The COVID-19 pandemic revealed and exacerbated several challenges facing long-term care, or LTC, facilities, residents and staff. Despite LTC residents and staff making up less than 2% of the U.S. population, they have accounted for more than one-fifth of the nation’s COVID-19 deaths. Various studies have also found that, since the pandemic, LTC residents face high levels of loneliness and isolation, which can negatively affect their physical and mental health.
Defining Long-Term Care Facility
States license and oversee an array of facilities offering long-term services and supports to patients. These include skilled nursing facilities, assisted living facilities, nursing homes, residential care facilities (or board and care homes), intermediate care facilities for individuals with intellectual disabilities and more.
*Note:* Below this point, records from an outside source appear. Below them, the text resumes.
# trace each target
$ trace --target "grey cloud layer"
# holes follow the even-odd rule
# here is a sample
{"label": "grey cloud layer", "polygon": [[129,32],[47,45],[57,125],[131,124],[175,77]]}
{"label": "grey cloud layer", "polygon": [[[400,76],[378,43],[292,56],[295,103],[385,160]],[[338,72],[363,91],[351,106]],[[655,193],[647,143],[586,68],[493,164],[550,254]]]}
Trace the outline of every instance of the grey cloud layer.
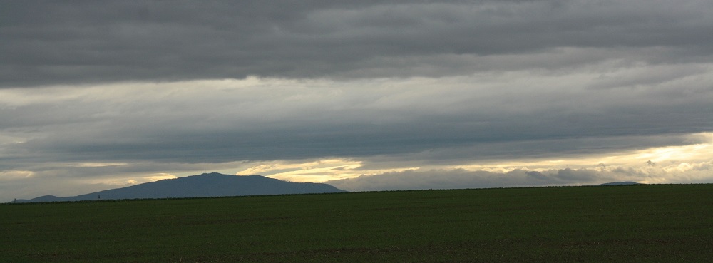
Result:
{"label": "grey cloud layer", "polygon": [[609,89],[581,87],[608,79],[596,73],[515,73],[6,91],[0,165],[391,154],[458,163],[692,143],[675,135],[713,127],[713,80],[709,70],[680,71],[653,87]]}
{"label": "grey cloud layer", "polygon": [[[522,68],[491,56],[562,48],[601,60],[635,48],[626,58],[650,63],[713,53],[704,0],[166,3],[3,1],[0,86],[452,76]],[[533,59],[526,68],[578,63]]]}

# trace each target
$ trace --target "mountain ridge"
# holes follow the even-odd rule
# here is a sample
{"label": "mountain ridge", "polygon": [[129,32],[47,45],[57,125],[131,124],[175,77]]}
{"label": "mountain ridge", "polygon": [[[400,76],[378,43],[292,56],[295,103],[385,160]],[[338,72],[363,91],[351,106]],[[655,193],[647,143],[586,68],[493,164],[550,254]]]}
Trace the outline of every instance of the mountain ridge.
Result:
{"label": "mountain ridge", "polygon": [[11,202],[213,197],[345,192],[347,191],[324,183],[293,182],[261,175],[239,176],[211,172],[165,179],[72,197],[43,195],[29,200],[16,200]]}

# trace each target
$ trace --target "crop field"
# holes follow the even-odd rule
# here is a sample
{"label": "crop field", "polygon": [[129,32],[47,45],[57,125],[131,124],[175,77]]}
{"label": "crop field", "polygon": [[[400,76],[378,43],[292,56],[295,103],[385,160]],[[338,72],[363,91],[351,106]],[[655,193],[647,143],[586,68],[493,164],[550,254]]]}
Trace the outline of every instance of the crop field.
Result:
{"label": "crop field", "polygon": [[713,185],[0,205],[0,262],[713,262]]}

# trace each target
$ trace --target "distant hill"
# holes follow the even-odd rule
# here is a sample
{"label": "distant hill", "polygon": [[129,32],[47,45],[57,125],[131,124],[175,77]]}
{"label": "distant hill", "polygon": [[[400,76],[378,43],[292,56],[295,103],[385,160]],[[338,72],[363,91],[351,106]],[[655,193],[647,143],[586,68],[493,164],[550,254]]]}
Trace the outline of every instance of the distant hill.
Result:
{"label": "distant hill", "polygon": [[644,184],[636,182],[605,182],[605,183],[603,183],[603,184],[601,184],[601,185],[602,185],[603,186],[603,185],[644,185]]}
{"label": "distant hill", "polygon": [[291,182],[260,175],[237,176],[217,172],[132,185],[67,197],[45,195],[14,202],[83,201],[139,198],[208,197],[237,195],[309,194],[347,192],[313,182]]}

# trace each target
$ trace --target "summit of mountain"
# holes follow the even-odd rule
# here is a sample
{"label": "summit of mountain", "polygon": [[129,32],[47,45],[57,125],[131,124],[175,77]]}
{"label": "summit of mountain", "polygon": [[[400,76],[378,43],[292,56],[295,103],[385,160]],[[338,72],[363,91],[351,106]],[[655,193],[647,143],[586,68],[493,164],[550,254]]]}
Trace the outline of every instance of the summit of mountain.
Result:
{"label": "summit of mountain", "polygon": [[187,198],[240,195],[343,192],[324,183],[293,182],[260,175],[203,173],[131,185],[73,197],[44,195],[14,202],[85,201],[144,198]]}

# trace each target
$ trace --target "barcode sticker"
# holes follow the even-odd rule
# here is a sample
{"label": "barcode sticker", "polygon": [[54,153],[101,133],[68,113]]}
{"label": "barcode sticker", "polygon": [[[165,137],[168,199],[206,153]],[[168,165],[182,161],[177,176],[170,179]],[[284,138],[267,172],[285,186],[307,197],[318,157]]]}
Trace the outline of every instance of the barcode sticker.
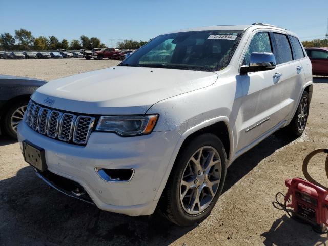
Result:
{"label": "barcode sticker", "polygon": [[227,35],[227,34],[219,34],[219,35],[210,35],[208,39],[221,39],[221,40],[235,40],[237,38],[237,35]]}

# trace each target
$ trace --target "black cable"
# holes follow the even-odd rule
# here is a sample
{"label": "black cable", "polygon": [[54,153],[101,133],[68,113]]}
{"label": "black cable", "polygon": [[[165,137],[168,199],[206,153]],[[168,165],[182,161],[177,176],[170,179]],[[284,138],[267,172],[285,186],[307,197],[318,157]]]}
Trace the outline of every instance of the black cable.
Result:
{"label": "black cable", "polygon": [[[306,221],[304,221],[304,220],[301,219],[300,218],[297,217],[292,216],[292,215],[291,214],[290,211],[287,209],[287,202],[290,202],[291,199],[290,198],[288,198],[288,200],[287,200],[287,201],[285,201],[284,203],[283,204],[278,200],[278,195],[281,195],[283,197],[284,200],[286,196],[285,196],[281,192],[277,193],[277,194],[276,194],[276,197],[275,197],[276,202],[277,202],[277,204],[278,204],[279,206],[281,207],[281,208],[282,208],[282,209],[285,211],[286,211],[286,213],[287,213],[287,215],[289,217],[291,218],[294,220],[296,220],[296,221],[298,222],[299,223],[301,223],[303,224],[311,224],[310,223],[306,222]],[[314,231],[315,232],[320,233],[321,234],[324,234],[324,233],[328,233],[328,230],[327,230],[326,231],[325,231],[324,232],[321,232],[320,231],[319,231],[314,225],[312,226],[312,230],[313,230],[313,231]]]}

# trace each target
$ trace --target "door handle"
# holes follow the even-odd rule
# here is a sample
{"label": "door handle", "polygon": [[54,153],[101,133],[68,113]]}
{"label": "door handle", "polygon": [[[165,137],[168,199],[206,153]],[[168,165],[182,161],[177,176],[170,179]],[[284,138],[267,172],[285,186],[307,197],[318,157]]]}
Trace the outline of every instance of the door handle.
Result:
{"label": "door handle", "polygon": [[275,73],[275,75],[273,75],[273,78],[279,78],[280,77],[281,77],[281,75],[282,75],[282,74],[281,73]]}
{"label": "door handle", "polygon": [[296,71],[297,71],[297,73],[300,73],[301,71],[302,71],[302,68],[303,68],[302,66],[298,66],[296,68]]}

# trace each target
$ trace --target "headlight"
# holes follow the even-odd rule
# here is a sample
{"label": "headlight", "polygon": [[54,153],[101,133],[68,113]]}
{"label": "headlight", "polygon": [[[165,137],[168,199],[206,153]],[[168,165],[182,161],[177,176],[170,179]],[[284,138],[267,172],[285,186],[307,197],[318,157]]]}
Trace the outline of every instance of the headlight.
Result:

Patients and families have long preferred home- and community-based services over institutional care, but since pandemic, the number of nursing home residents decreased by 13%. More than 450 nursing homes have closed since 2020. Nursing homes cite financial hardship related to the pandemic and low reimbursement rates for care as factors contributing to financial pressures. A recent report found 81% of nursing homes receive less than the cost of care for Medicaid patients (which accounts for nearly 60% of nursing home funding).
Workforce shortages are creating challenges for LTC facilities. Around two-thirds of nursing homes are concerned their facility is at risk of closing due to persistent staffing shortages. Data suggests nursing homes have lost 241,000 employees—just over 15% of the sector’s total workforce—since the start of pandemic.
There is also a growing trend of private equity involvement with LTC facilities. One study (using Centers for Medicare & Medicaid Services data) found that private equity-owned firms operated fewer than 1% of skilled nursing facilities in 2005; the percentage increased to 9% by 2015. The authors also found private equity ownership was associated with higher charges for LTC services and fewer front-line caregivers, among other differences.
Given these concerns, states are considering various policy levers to ensure high-quality care in LTC facilities, including:
- Improving state licensing and oversight of ownership structures.
- Addressing direct care staffing shortages.
- Bolstering quality reporting, transparency and metrics.
- Enhancing state LTC ombudsman capacity.